Just like people from ethnic/racial groups and women, members of the GLBTIQ community develop their identities over time which involve stages of growth and development. One model of GLBTIQ identity and the coming out process for many LGBTIQ persons is the CASS* model of stages of identity development. It is important to note that these stages are not necessarily linear, but flexible and dynamic. Individuals may fluctuate as they experience the stages based on where they are in their own life, as well as who they are with and their feelings of safety.
In this first stage, the person is amazed to think of themselves as a gay person. "Could I be gay?" This stage begins with the person's first awareness of gay or lesbian thoughts, feelings, and attractions. The people typically feel confused and experience turmoil. Possible responses can be: to avoid information about lesbians and gays; inhibited behavior; self-denial of homosexuality ("experimenting", "an accident", "just drunk", "just looking"). Men often keep emotional involvement separated from sexual contact; women often have deep, strongly emotional but non-sexual relationships.
In this second stage, the person accepts the possibility of being gay or lesbian and examines the wider implications of that tentative commitment. "Maybe this does apply to me." Possible responses to this can be that the person may begin to grieve for losses and the things they give up, or what they perceive they give up, by embracing their sexual orientation (marriage, children). They may compartmentalize their own sexuality—accept lesbian/gay definition of behavior but maintain "heterosexual" identity. Persons may tell themselves, "It's only temporary"; "I'm just in love with this particular woman/man"; etc. Such individuals will need information about sexual identity, lesbian, gay community resources and be encouraged to discuss the loss of heterosexual life expectations. The person may be permitted to keep some "heterosexual" identity (as "not an all or none" issue).
In the third stage the person comes to the understanding they are "not the only one." The person acknowledges they are likely gay or lesbian and seeks out other gay and lesbian people to combat feelings of isolation. There is an increased commitment to being lesbian or gay. Possible responses include the person beginning to have a dialogue with others to talk and think about the issue, accentuate the difference between themselves and heterosexuals and seek out lesbian and gay culture (positive contact leads to more positive sense of self, negative contact leads to devaluation of the culture, which in turn stops growth). The person may try out variety of stereotypical roles. The possible needs during this stage can be a need to be supported in exploring one's own shame feelings derived from heterosexism, as well as internalized homophobia. It is particularly important for the person to know about community resources and receive support in finding positive lesbian, gay community connections.

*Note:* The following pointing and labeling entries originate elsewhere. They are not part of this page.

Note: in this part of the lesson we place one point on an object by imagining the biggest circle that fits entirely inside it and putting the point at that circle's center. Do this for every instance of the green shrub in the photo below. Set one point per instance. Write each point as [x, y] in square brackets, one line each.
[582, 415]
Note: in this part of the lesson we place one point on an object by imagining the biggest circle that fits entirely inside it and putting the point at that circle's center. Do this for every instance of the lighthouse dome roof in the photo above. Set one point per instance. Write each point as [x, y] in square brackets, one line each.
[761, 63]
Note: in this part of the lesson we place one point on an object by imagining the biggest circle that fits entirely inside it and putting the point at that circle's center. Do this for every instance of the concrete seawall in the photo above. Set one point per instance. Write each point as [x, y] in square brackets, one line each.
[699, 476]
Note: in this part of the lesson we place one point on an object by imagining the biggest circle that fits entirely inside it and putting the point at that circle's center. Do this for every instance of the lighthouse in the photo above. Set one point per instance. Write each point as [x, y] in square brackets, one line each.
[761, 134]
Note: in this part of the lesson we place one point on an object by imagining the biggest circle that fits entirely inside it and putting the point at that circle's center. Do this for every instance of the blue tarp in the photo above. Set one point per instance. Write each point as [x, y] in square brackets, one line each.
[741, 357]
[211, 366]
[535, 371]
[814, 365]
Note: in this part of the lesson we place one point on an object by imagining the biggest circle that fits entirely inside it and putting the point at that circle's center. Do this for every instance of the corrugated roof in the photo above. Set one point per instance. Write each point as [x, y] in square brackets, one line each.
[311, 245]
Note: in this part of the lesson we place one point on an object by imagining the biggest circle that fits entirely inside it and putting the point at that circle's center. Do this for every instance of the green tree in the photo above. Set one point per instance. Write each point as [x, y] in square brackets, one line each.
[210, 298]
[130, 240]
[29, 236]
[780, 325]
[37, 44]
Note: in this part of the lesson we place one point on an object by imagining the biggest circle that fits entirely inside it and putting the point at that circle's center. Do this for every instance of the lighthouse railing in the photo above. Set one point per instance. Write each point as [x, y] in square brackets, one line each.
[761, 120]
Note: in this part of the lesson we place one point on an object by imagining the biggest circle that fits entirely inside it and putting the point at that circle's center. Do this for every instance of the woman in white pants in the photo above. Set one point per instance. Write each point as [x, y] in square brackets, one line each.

The fourth stage involves the person accepting themselves, "I will be okay." The person attaches a positive connotation to their gay or lesbian identity and accepts rather than tolerates it. There is continuing and increased contact with the gay and lesbian culture. Possible responses include the acceptance of gay or lesbian self-identification, compartmentalization of a "gay life" and maintain less and less contact with heterosexual community. The person may begin some selective disclosures of sexual identity or even a more social form of coming out. They are more comfortable being seen with groups of men or women that are identified as "gay." Some possible needs may be to find support in making decisions about where, when, and to whom to disclose.
In the fifth stage, the person divides the world into heterosexuals and homosexuals, and is immersed in gay and lesbian culture while minimizing contact with heterosexuals. There is an "Us-them" quality to political/social viewpoint. The task is to deal with the incongruent views of heterosexuals. Possible responses in this stage include splitting the world into "gay" (good) and "straight" (bad), experiencing disclosure issues with heterosexuals as they are less willing to "blend in" and identifying gay culture as sole source of support, acquiring all gay friends, business connections, social connections. The possible needs can be to receive support for exploring anger issues, to find support for exploring issues of heterosexism, to develop skills for coping with reactions and responses to disclosure to sexual identity and to resist being defensive.
The last stage in Cass' model is identity synthesis. The person integrates their sexual identity with all other aspects of self, and sexual orientation becomes only one aspect of self rather than the entire identity. The task is to integrate gay and lesbian identity so that instead of being the identity, it is an aspect of self. Possible responses can be continuing to be angry at heterosexism, but with decreased intensity, or allowing trust of others to increase and build. Gay and lesbian identity is integrated with all aspects of "self."
Feeling isolated and unsure.- Afraid of rejection and maltreatment.
Unsure of who/where to turn for support.
Proud for recognizing your identity.
Acceptance for those around you, including yourself!
Never "out" a person. Respect their need for privacy.
Provide acceptance, understanding, and resources for those in coming out.
Avoid the use of degrading terms and jokes.
Educate self on the process and feelings of coming out for an LGBTQIA person.
*Cass, V. (1979). Homosexual identity formation: A theoretical model. Journal of Homosexuality, 4 (3), 219-235.